HCC: Medium: Sociotechnical Systems to Combat Nonconsensual Intimate Media
Regents Of The University Of Michigan - Ann Arbor, Ann Arbor MI
Investigators
Abstract
This research will examine the design of sociotechnical systems that offer user controls for combating non-consensual intimate media (NCIM) and that deter perpetrators from sharing it. NCIM refers to the sharing of another person's intimate, sexual content without their consent, violating a person's right to privacy and autonomy. NCIM can cause severe harm to its victims, most of whom are women. Online social media have enabled widespread collection and sharing of NCIM, and recent computational advancements like live-streaming, deep fakes, and recognition technologies amplify the potential for NCIM to fester and spread. The law is evolving to recognize NCIM, but access to legal recourse can be expensive and slow. Similarly, victims can appeal directly to platforms to take down their content, but such appeals are labor-intensive, traumatic, and often unsuccessful. This work will provide technology companies and policy makers with empirically-evaluated designs for combatting NCIM. It will develop design principles for a set of systems that support individual agency and autonomy, while recognizing the societal inequities that create the conditions for NCIM to thrive. The research has six main objectives: (1) understand the needs of victims using design workshops; (2) examine norms about appropriate content sharing practices via online experiments; (3) design systems to support victims tracking and requesting takedowns of non-consensual content; (4) design systems to communicate content sharing preferences; (5) translate results for the broader public through sociotechnical guidelines for combatting NCIM; (6) engage in community outreach to combat abuse within the field of computing. This project will also explore novel technical questions, such as whether it is possible to design interfaces for the expression of content sharing preferences, or whether user-selected digital watermarks can increase control over personal content.
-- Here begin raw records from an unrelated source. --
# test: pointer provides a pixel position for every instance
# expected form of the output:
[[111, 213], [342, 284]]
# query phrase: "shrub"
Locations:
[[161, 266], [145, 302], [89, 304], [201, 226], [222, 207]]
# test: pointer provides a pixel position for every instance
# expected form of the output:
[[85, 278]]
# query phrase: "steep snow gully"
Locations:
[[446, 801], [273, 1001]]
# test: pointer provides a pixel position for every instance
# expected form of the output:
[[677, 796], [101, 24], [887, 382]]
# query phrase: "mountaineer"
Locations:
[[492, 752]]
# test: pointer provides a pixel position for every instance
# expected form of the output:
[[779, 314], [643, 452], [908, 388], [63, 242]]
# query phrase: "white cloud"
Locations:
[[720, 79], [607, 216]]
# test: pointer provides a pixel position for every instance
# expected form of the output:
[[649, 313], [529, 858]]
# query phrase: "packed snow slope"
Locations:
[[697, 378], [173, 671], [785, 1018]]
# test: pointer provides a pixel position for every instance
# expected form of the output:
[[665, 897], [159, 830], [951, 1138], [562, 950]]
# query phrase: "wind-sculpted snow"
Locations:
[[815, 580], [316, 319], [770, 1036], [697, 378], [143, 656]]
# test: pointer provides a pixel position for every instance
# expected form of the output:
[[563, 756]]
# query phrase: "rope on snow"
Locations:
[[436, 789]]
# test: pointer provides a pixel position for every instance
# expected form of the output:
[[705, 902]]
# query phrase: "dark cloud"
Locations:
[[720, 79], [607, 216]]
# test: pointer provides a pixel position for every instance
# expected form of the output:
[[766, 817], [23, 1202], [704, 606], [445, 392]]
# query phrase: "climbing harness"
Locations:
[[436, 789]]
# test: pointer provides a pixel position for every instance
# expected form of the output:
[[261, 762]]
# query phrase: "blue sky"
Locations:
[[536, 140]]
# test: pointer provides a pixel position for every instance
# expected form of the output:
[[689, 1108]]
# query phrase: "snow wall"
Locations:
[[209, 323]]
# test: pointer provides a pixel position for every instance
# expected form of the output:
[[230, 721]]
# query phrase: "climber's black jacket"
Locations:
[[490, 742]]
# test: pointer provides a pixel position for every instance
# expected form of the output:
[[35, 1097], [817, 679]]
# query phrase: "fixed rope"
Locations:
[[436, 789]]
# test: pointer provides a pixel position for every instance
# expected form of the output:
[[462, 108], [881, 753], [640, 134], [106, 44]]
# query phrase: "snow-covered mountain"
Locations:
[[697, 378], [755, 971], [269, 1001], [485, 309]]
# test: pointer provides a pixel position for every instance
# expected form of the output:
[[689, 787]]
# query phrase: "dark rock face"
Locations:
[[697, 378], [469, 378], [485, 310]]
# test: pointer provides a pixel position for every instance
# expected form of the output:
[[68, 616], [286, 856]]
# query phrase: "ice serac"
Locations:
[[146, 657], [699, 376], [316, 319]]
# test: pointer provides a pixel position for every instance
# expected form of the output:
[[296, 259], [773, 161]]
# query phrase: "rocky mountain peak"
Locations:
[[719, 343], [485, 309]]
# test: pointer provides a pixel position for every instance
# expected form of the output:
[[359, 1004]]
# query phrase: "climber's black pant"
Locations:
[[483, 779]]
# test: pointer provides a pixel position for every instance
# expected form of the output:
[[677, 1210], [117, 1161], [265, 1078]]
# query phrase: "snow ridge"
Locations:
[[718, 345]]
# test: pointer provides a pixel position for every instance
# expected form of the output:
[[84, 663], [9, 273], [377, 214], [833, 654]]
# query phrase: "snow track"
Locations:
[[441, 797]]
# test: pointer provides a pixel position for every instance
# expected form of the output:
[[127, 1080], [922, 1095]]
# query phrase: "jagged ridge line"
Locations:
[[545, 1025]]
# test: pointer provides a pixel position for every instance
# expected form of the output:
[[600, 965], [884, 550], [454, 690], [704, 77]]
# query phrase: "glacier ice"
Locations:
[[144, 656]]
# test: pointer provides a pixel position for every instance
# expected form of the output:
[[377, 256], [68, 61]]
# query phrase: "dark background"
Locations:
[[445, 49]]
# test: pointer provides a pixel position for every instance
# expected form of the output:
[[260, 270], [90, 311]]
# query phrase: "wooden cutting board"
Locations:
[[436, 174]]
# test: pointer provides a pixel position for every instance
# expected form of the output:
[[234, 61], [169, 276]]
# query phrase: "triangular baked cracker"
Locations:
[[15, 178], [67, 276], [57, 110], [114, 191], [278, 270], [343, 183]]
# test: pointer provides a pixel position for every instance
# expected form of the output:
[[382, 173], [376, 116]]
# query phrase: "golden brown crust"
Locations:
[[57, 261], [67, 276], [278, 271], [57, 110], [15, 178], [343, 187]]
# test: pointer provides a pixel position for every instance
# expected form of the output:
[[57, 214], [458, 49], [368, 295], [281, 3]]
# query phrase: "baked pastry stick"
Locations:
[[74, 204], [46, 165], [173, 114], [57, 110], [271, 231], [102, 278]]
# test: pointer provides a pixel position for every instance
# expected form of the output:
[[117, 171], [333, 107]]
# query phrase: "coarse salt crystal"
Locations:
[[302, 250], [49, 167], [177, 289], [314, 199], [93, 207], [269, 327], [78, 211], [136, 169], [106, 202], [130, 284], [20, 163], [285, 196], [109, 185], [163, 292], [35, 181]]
It will examine how principles like consent, data rights, data privacy, and community norms can be designed into sociotechnical systems. For example, it will explore how legal principles can be integrated with computation, such as automating documentation of evidence of NCIM or user interface designs for tracking takedown requests. This award reflects NSF's statutory mission and has been deemed worthy of support through evaluation using the Foundation's intellectual merit and broader impacts review criteria.